- Location within Antarctica

Geography
- Continent: Antarctica
- Region: Queen Maud Land
- Range coordinates: 71°54′S 11°32′E﻿ / ﻿71.900°S 11.533°E

= Betekhtin Range =

Mountain range in Antarctica

The Betekhtin Range is a mountain range about 14 nmi long, forming the southern arm of the Humboldt Mountains in Queen Maud Land, Antarctica.

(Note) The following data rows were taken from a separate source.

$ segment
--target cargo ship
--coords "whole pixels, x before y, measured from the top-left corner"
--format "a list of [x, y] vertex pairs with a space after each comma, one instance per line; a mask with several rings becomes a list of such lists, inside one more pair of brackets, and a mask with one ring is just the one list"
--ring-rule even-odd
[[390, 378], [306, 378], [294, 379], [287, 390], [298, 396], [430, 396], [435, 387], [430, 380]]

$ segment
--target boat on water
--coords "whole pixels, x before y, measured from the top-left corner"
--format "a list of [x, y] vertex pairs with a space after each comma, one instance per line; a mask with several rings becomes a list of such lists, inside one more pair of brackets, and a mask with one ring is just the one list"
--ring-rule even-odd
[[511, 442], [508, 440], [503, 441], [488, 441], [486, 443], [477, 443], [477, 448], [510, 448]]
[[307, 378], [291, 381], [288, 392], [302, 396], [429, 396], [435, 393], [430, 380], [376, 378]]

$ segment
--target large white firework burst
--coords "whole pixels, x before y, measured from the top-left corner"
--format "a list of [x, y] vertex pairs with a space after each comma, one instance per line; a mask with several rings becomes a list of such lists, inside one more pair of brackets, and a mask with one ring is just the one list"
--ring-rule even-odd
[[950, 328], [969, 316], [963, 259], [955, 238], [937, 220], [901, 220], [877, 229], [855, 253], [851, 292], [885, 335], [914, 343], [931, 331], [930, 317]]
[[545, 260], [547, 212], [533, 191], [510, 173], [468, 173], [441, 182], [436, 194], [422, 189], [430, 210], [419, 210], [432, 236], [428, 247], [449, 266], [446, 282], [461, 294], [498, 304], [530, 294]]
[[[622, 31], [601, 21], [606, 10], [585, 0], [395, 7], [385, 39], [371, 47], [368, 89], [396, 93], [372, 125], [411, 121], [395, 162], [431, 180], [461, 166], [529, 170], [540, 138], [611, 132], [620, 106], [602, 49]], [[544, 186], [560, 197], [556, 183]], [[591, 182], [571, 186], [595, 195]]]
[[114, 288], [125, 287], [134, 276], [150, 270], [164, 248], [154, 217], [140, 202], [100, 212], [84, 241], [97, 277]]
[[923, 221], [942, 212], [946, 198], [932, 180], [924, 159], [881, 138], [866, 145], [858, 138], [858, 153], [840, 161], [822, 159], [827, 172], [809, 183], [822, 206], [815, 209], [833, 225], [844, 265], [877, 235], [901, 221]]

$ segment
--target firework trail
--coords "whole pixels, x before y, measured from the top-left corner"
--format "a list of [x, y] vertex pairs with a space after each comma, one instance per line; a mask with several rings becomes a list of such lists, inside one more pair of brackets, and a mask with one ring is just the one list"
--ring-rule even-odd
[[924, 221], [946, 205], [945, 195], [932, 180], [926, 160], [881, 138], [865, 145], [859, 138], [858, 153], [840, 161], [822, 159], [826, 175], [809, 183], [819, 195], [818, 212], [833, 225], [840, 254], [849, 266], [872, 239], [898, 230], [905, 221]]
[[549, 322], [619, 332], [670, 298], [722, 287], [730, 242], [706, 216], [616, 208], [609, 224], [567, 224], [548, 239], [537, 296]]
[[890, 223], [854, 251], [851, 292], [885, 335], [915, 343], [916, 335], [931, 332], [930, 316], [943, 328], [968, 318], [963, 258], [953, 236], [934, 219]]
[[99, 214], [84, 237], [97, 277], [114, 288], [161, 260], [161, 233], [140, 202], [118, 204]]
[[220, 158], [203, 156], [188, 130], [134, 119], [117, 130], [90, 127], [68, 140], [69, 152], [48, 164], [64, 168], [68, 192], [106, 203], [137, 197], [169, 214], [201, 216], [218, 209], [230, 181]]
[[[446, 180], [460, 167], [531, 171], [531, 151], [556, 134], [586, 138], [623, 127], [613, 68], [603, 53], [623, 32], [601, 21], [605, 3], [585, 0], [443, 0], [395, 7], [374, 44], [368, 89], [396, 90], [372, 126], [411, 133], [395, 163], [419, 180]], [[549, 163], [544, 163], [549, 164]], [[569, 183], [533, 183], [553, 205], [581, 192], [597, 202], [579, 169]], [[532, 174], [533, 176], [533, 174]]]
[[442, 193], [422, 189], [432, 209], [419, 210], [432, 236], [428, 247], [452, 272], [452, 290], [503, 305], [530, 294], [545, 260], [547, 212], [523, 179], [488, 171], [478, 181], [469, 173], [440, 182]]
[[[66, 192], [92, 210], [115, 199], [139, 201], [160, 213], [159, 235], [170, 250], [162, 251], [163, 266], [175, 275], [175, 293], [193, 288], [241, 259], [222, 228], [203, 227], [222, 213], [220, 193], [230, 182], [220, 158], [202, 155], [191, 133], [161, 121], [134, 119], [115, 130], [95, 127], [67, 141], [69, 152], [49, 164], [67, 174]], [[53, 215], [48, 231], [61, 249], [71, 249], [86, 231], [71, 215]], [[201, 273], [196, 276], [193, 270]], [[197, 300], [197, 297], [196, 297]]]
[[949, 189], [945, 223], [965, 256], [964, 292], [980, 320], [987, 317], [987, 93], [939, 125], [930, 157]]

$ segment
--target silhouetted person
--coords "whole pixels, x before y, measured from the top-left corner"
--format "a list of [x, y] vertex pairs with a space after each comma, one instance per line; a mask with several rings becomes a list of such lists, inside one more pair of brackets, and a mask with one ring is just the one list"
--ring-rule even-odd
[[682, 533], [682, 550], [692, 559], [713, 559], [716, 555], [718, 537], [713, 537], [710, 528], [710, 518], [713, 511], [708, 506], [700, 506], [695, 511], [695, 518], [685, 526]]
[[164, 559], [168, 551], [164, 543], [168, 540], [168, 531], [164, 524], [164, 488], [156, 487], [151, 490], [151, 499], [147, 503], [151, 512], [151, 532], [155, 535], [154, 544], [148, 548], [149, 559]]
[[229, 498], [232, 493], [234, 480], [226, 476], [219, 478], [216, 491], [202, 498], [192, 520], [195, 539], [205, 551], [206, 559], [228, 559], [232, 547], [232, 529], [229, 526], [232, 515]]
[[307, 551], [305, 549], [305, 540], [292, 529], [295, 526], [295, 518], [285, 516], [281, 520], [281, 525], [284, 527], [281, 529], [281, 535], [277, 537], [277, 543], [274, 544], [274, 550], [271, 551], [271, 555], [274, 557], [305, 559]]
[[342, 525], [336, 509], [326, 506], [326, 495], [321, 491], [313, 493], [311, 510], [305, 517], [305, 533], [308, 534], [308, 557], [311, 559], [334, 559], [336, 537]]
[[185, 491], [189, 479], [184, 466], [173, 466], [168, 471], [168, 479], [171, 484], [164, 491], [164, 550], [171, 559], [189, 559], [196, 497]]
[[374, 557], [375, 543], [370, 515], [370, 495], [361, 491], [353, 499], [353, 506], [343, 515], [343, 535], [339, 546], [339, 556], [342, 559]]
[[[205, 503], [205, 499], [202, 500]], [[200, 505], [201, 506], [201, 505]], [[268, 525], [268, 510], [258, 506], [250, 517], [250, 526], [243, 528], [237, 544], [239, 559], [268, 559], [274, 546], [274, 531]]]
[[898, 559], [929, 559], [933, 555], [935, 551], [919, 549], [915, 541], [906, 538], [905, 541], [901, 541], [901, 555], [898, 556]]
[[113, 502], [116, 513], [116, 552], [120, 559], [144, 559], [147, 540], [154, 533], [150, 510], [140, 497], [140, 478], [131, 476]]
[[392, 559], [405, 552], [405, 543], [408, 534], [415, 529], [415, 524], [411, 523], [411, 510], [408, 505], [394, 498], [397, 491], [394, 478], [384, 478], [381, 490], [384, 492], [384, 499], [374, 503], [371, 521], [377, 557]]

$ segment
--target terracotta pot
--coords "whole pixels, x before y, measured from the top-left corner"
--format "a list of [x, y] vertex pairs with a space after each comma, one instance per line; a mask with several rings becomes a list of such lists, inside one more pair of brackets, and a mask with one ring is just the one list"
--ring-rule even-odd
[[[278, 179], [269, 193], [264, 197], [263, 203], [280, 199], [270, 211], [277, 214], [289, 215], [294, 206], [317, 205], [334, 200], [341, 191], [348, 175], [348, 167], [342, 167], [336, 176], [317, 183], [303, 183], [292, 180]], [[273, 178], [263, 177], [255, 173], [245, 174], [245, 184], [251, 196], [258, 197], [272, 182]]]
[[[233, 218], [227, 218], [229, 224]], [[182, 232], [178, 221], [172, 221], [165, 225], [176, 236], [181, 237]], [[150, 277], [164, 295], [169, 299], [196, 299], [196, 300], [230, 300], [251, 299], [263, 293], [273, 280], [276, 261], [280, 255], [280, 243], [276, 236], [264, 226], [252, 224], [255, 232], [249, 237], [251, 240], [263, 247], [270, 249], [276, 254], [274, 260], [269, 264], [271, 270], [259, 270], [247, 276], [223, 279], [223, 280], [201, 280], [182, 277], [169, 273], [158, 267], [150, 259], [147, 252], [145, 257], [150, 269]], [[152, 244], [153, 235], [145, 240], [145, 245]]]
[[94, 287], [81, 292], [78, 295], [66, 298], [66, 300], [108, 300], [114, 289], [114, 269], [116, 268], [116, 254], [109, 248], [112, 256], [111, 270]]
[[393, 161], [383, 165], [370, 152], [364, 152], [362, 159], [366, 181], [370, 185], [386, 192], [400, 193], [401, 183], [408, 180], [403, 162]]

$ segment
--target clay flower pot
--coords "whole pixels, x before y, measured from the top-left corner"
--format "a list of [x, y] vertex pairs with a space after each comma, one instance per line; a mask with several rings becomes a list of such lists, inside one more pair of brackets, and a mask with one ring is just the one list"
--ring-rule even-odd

==Exploration and naming==
The Betekhtin Range was discovered and plotted from air photos by the German Antarctic Expedition (1938–1939) (GerAE), mapped from air photos and from surveys by the Sixth Norwegian Antarctic Expedition, 1956–60, and remapped by the Soviet Antarctic Expedition, 1960–61.
It was named after Soviet Academician Anatoliy Georgievich Betekhtin.

==Features==

Features of the Betekhtin Range and nearby features include, from north to south Mount Skarshovden, Hovdeskar Gap, Skarshaugane Peaks, Taborovskiy Peak, Skarsbrotet Glacier, Skeidsnutane Peaks, Mount Khmnyznikov, Hånuten and Yanovskiy Rocks

===Mount Skarshovden===
.
A rounded mountain, 2,830 m high, surmounting the west side of Hovdeskar Gap.
Discovered and photographed by the GerAE, 1938-39.
Mapped by Norway from air photos and surveys by NorAE, 1956-60, and named Skarshovden (the gap mountain).

===Pervomayskaya Peak===
.
A peak, 2,795 m high, standing 1 nmi northeast of Mount Skarshovden.
Discovered and plotted from air photos by GerAE, 1938-39.
Mapped from air photos and surveys by NorAE, 1956-60.
Remapped by SovAE, 1960-61, and named Gora Pervomayskaya (May 1st Mountain).

===Hovdeskar Gap===
.
A gap just east of Mount Skarshovden at the head of Skarsbrotet Glacier.
Discovered and photographed by the GerAE, 1938-39.
Mapped by Norway from air photos and surveys by NorAE, 1956-60, and named Hovdeskar (knoll gap).

===Skarshaugane Peaks===
.
A group of peaks including Mount Skarshovden that extend south for 3 nmi from Hovdeskar Gap.
Discovered and photographed by the GerAE, 1938-39.
Mapped by Norway from air photos and surveys by NorAE, 1956-60, and named Skarshaugane (the gap peaks).

===Taborovskiy Peak===
.
The highest peak, 2,895 m high, in the Skarshaugane Peaks of the Betekhtin Range.
Discovered and plotted from air photos by GerAE, 1938-39.
Mapped from air photos and surveys by NorAE, 1956-60.
Remapped by SovAE, 1960-61, and named after Soviet meteorologist N.L. Taborovskiy.

===Skarsbrotet Glacier===
.
A cirque-type glacier draining the east slopes of Skarshaugane Peaks.
Discovered and photographed by the GerAE, 1938-39.
Mapped by Norway from air photos and surveys by the NorAE, 1956-60, and named Skarsbrotet.

===Skeidsnutane Peaks===
.
A group of peaks that extend south for about 6 nmi from Skarshaugane Peaks.
Discovered and photographed by the GerAE, 1938-39.
Mapped by Norway from air photos and surveys by NorAE, 1956-60, and named Skeidsnutane.

===Mount Khmyznikov===
.
A peak, 2,800 m high, in the north part of Skeidsnutane Peaks, Betekhtin Range.
Discovered and plotted from air photos by GerAE, 1938-39.
Mapped from air photos and surveys by NorAE, 1956-60.
Remapped by SovAE, 1960-61, and named after Soviet hydrographer P.K. Khmyznikov.

===Hånuten===
.
A mountain peak, 2885 m high in Skeidsnutane, Betechtinkjeda.
This name originates from Norway.

===Yanovskiy Rocks===
.
Two isolated rock outcrops lying 5 nmi south of Mount Khmyznikov.
First mapped from air photos and surveys by SovAE, 1960-61, and named after Soviet hydrographer S.S. Yanovskiy.